Impact of a minority relativistic electron tail interacting with a thermal plasma containing high-atomic-number impurities
Nathan A. Garland, Hyun-Kyung Chung, Christopher J. Fontes, Mark C., Zammit, James Colgan, Todd Elder, Christopher J. McDevitt, Timothy M. Wildey,, and Xian-Zhu Tang

TL;DR
This paper investigates how a small population of relativistic electrons can significantly influence the charge state distribution and radiative properties of a plasma with high-atomic-number impurities, even at low densities.
Contribution
It reveals the relativistic enhancement of collisional processes and its impact on plasma charge states and radiative losses, a novel insight into plasma impurity interactions.
Findings
Relativistic electrons dominate ion charge states at low temperatures.

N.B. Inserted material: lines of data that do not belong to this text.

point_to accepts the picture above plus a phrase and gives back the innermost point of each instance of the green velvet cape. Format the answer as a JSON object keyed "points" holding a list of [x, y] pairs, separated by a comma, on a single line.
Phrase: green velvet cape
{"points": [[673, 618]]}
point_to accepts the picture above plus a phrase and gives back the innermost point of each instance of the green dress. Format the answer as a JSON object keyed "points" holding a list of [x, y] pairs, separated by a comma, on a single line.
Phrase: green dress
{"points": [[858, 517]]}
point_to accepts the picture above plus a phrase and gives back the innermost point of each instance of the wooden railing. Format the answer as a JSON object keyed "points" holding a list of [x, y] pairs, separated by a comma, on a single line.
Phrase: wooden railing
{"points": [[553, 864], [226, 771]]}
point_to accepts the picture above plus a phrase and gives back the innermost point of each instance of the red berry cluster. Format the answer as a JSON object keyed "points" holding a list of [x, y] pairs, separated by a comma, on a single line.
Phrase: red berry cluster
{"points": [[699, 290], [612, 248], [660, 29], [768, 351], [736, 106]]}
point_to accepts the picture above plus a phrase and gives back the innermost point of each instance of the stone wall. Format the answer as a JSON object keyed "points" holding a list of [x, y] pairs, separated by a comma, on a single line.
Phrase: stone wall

Charge state distribution is significantly affected by relativistic cross section enhancements.
Radiative power loss rates are increased due to relativistic electron interactions.
Abstract
A minority relativistic electron component can arise in both laboratory and naturally-occurring plasmas. In the presence of high-atomic-number ion species, the ion charge state distribution at low bulk electron temperature can be dominated by relativistic electrons, even though their density is orders of magnitude lower. This is due to the relativistic enhancement of the collisional excitation and ionization cross sections. The resulting charge state effect can dramatically impact the radiative power loss rate and the related Bethe stopping power of relativistic electrons in a dilute plasma.